Heather watched Stephanie play when she was younger and wanted to play volleyball with her.

“She wanted to play like her sister and she’s been playing with her sister for so long,” Kevin said.

Of course, like all sibling rivalries, Heather wanted to be better than her big sis.

“I had to make sure I was better than her,” Heather said.

That friendly competition paid dividends for Heather when she began playing volleyball on her sister’s traveling team.

“Heather went on the court and you could tell the other moms were watching her because of her prosthetic leg,” Brenda said. “She aced her first serve and they were like, ‘Wow, she is good!’”

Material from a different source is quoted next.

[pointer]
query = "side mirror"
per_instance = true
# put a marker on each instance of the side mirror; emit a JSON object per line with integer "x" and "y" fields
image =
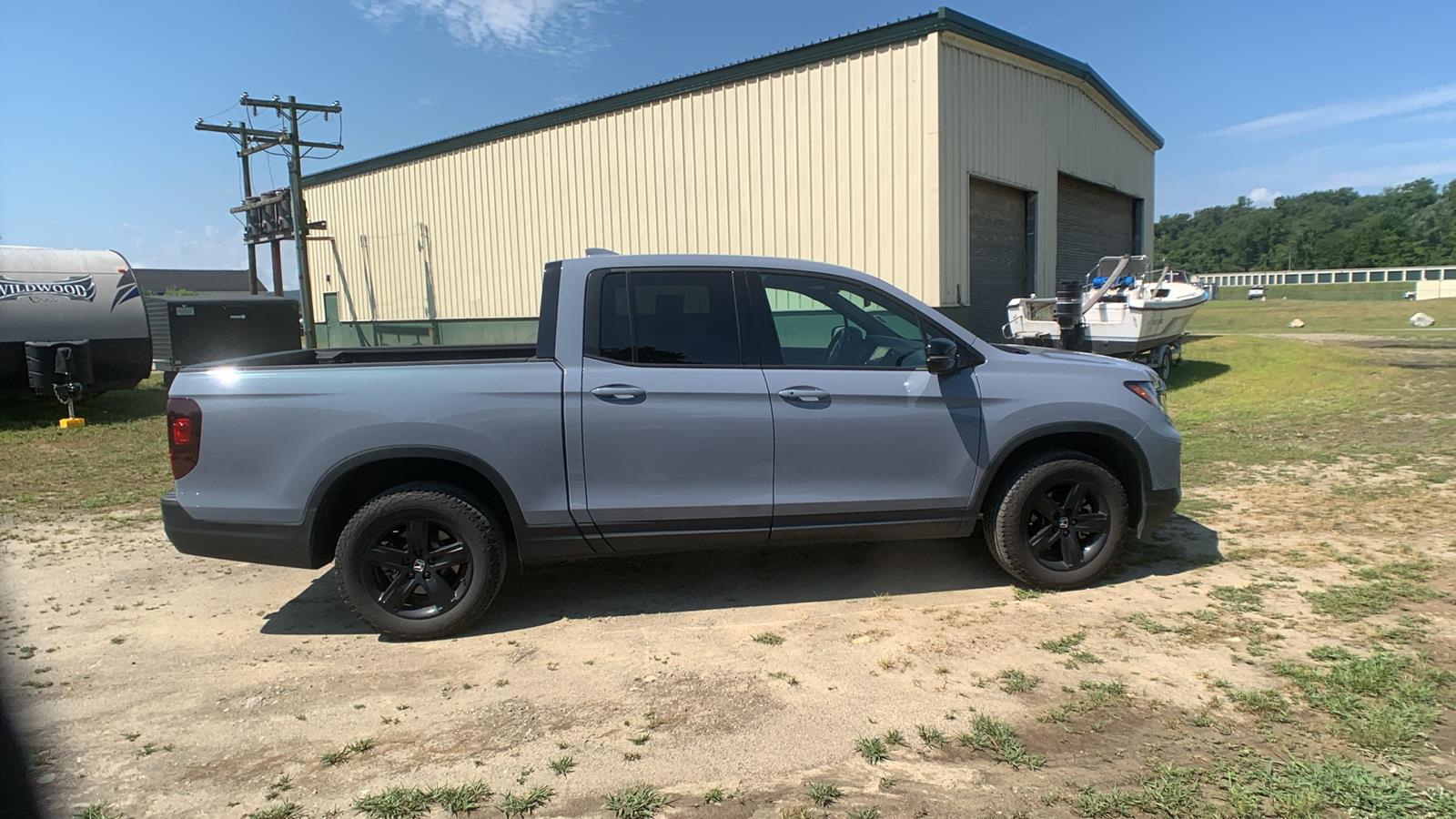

So good that she is the first freshman to make the varsity team for head coach Reggie Fields in his four years at the helm of the program. That says a lot when the cornucopia of talent at the school has included four Mid-Southeastern Conference Players of the Year, two outright championships and last year’s co-conference championship, all within the seven years that the school has been operating. Big sis Stephanie was a part of that co-conference championship last year.

Heather is excited that Stephanie is going to come to one of her games this year to cheer her on and give her some pointers.

“I want to show her how good I’ve gotten,” Heather said. “She’ll help me with stuff and help me become better.”

Heather has come a long way since playing Fayetteville-Cumberland Parks and Recreation volleyball and in middle school. Her play has earned her a spot on a U.S. Paralympics women’s volleyball team. Heather has been training with the team since February and traveled to Shanghai, China, to compete against Malaysia, China and Australia, among others.

The team won the bronze medal at the Athens Games in 2004 and looks to continue its success at the Beijing Games in 2008. Fields said that playing at that level has more than prepared Heather for varsity volleyball.

“Their focus is core strengths, working on abs, hand-eye coordination and speed,” Fields said. “She gets to balls quicker than most players and sees things before they happen. She has responded well to everything we have asked her to do.”

Heather realizes the importance of representing the school and is ready to do whatever it takes to help the team.

“It’s a big achievement,” Heather said. “I love playing for the school because you’re doing something for the school and you’re a part of it.”

Heather’s goals are to be at the same skill level with teammates, help the team get better and “get more developed as a player so by senior year we rock.” She also wants to attend UNC or the University of Central Oklahoma, where the Paralympics team trains.

Until then, in a school full of excellent teachers, Heather is going to be one of the best people to learn from.

“Heather really wants to help people along,” Brenda said. “God gives us things for a reason. Heather is a role model.”